Trouble in the Coalfields

The Logan Banner - The most recent State of Working West Virginia report does not have great numbers for the southern coalfields. According to the group, 5,000 jobs have been lost in West Virginia since 2011, most of them here in southern W.Va. Read

State of Working West Virginia is an annual report published by The West Virginia Center on Budget and Policy. WVCBP is a policy research organization that is nonpartisan, nonprofit and statewide. It focuses on how policy decisions affect all West Virginians, including low- and moderate-income families, other vulnerable populations, and the important community programs that serve them.
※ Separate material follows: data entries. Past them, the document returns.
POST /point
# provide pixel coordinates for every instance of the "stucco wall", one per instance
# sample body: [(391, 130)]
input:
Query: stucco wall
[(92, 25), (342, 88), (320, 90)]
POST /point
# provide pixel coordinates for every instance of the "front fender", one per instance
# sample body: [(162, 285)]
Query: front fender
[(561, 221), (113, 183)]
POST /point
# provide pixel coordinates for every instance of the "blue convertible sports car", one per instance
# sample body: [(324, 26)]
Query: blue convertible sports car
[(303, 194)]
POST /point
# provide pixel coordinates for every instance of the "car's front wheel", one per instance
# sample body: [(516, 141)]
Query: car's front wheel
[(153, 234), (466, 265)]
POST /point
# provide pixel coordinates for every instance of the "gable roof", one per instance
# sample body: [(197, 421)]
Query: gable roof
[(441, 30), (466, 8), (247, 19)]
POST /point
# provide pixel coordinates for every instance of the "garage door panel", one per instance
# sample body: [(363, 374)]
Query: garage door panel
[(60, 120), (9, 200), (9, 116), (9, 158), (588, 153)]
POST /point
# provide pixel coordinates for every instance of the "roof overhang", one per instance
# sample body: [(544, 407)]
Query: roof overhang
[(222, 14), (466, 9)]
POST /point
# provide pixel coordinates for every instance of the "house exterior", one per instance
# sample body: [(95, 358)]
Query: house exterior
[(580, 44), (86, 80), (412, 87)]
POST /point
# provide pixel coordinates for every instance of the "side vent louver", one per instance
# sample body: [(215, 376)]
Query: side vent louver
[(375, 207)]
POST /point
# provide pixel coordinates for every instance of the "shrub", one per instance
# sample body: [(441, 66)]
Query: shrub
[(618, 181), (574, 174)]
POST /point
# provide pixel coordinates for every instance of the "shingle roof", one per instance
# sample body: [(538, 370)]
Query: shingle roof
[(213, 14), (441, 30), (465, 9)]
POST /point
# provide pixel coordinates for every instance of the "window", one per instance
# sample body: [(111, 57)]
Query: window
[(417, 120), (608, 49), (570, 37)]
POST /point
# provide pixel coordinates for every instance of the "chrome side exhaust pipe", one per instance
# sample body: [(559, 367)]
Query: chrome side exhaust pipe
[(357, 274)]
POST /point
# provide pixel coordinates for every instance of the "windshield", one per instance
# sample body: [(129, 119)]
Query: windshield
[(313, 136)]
According to the report, in last two decades coal production in W.Va. has fallen sharply from a high in 1997 of 173 million tons to less than 113 million tons in 2013. This decline is mostly due to the sharp drop in production in the southern part of the state, where production has dropped from 117 million tons in 2008 to just 70 million tons in 2013. Meanwhile, production in the northern part of the state has remained relatively flat since the mid-1990s. Today, counties in the northern part of the state make up about 35 percent of total coal production compared to 27 percent in 2008. Nothing highlights this shift in production more than the fact that Marshall County, which is located in the north-central part of the state, is now the state's largest coal producer (2013), pushing past Boone County, which has led the state in coal production for over three decades.